Chroniques tunisiennes 1975 / 2023 (22/69). La palmeraie de la STIL.

Palmeraie « moderne » et palmeraie paysanne – Un lieu où vécurent Edgar et Lucie Faure

 

 

La Société Tunisienne d’Industries Laitières, la STIL [1], possède de grandes palmeraies dans le Sud tunisien. Mais quel est le lien entre industrie laitière et production de dattes ? Mystère.

 

Contrairement aux palmeraies des petits paysans, il s’agit là de grandes palmeraies domaniales pour l’exportation des dattes. Les palmiers sont plantés très régulièrement en ligne. Ce sont des pieds femelles, car le palmier est une plante dioïque, c’est à dire que pieds mâles et femelles sont séparés. Les pieds femelles, porteurs des régimes de dattes, constituent l’essentiel de la plantation. Pour assurer la fécondation effectuée naturellement par le vent, des pieds mâles sont disposés en pourtour de la palmeraie.
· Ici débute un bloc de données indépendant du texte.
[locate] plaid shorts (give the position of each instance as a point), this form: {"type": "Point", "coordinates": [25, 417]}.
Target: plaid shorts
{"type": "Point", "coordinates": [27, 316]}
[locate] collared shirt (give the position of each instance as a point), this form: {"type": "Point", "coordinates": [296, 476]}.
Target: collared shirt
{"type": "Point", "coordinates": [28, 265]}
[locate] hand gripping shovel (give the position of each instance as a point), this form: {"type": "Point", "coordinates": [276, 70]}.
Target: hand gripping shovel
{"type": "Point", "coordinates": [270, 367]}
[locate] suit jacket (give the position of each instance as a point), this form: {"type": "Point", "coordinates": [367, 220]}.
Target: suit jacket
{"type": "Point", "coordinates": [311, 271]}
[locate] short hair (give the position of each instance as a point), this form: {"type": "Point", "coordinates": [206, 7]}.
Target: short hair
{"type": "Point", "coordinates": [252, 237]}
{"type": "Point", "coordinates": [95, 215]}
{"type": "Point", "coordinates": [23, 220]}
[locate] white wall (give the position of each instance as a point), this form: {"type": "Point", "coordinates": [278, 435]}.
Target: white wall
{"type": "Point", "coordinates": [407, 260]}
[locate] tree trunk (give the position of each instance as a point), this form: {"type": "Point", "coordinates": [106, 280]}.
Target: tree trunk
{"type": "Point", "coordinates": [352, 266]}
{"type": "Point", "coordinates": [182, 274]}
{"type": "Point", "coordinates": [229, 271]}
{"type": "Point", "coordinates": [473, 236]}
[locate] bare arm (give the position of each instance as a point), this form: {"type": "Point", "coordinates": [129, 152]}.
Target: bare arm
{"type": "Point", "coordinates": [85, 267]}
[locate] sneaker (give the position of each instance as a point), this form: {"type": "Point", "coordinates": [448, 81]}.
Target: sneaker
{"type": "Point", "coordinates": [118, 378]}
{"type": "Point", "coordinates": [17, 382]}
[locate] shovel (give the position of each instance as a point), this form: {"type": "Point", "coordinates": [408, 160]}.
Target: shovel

Toutefois, l’homme peut aider à la fécondation en récupérant les faisceaux d’étamines mâles et en les secouant au-dessus des fleurs femelles. 

 

La particularité de la reproduction du palmier permet aux vieux tunisiens de comparer homme et palmier. Comme pour l’homme, les sexes sont séparés ; comme pour l’homme, un mâle peut féconder de nombreuses femelles disent-ils !

 

Les palmeraies des petits paysans sont moins régulières, plus complexes mais pas moins ordonnées. C’est un apparent fouillis pour l’observateur extérieur, mais ce fouillis est d’une grande rationalité. L’ordre n’y est pas géométrique et pérenne au service de la simplification et de la mécanisation, mais adapté et évolutif en fonction des spécificités du terrain et des besoins familiaux. Ces palmeraies comprennent généralement trois niveaux de production quand la grande palmeraie n’en comprend qu’un. Protégés par les palmes du niveau le plus élevé, des arbustes à développement moyen, bananiers, figuiers et amandiers sont plantés entre les palmiers ; ils assurent des revenus complémentaires ou participent à la consommation alimentaire des familles. Puis, sous ce niveau intermédiaire, peuvent être cultivés, au sol, des plantes fourragères lesquelles permettent de nourrir des troupeaux de bovins, de moutons et des ânes. 

 

Au cours de notre étude des établissements d’enseignement agricole nous sommes hébergés dans une magnifique maison au milieu d’une des palmeraies de la STIL. C’est une vaste demeure traditionnelle, carrée et blanchie à la chaux, toute en rez-de-chaussée, les murs extérieurs percés de rares et étroites ouvertures sont surmontés de petits créneaux. Seule ouverture, l’entrée précédée d’un porche à trois arches outrepassées. L’intérieur est composé de vastes pièces blanches entourant un jardinet où glougloute une fontaine. Le salon est meublé de divans bas recouverts de couvertures berbères.

 

Ici a séjourné Edgar Faure [2] et sa femme, la romancière Lucie Faure. Le gardien nous affirme que Lucie Faure y a écrit l’un de ses romans sans pouvoir nous préciser lequel. Edgar Faure, lui, a participé à l’accession à l’Indépendance de la Tunisie. Il est notamment l’inventeur de la formule « L’indépendance de la Tunisie dans l’interdépendance ». Formule remarquable s’il en fut, s’efforçant par un jeu de mot brillant de marier la carpe et le lapin, l’eau et le feu, de faire plaisir aux colons comme aux nationalistes tunisiens. La formule est bien à l’image d’un Edgar Faure évitant les oppositions, les contradictions, cherchant les accommodements, la conciliation, mais elle était assurément plus facile à dire qu’à réaliser ; la suite de l’histoire devait suffisamment le démontrer.

 

Si la demeure avait connu son heure de gloire avec l’accueil du couple Faure, elle possédait quelques aspects étonnants pour ses éléments les plus triviaux. Elle avait été construite à une époque où les « commodités modernes » n’étaient pas encore connues ou très répandues, aussi avait-il fallu ajouter par la suite et tant bien que mal salles d’eau et cabinets de toilette. Le plus curieux était alors la place qui avait été assignée à une des cuvettes de toilettes : au milieu d’une des chambres !

 


[1] Suite à l’ouverture à la concurrence du marché laitier en Tunisie, au début des années 1990, la STIL a été liquidée en 2005 et ses actifs privatisés (note de 2018).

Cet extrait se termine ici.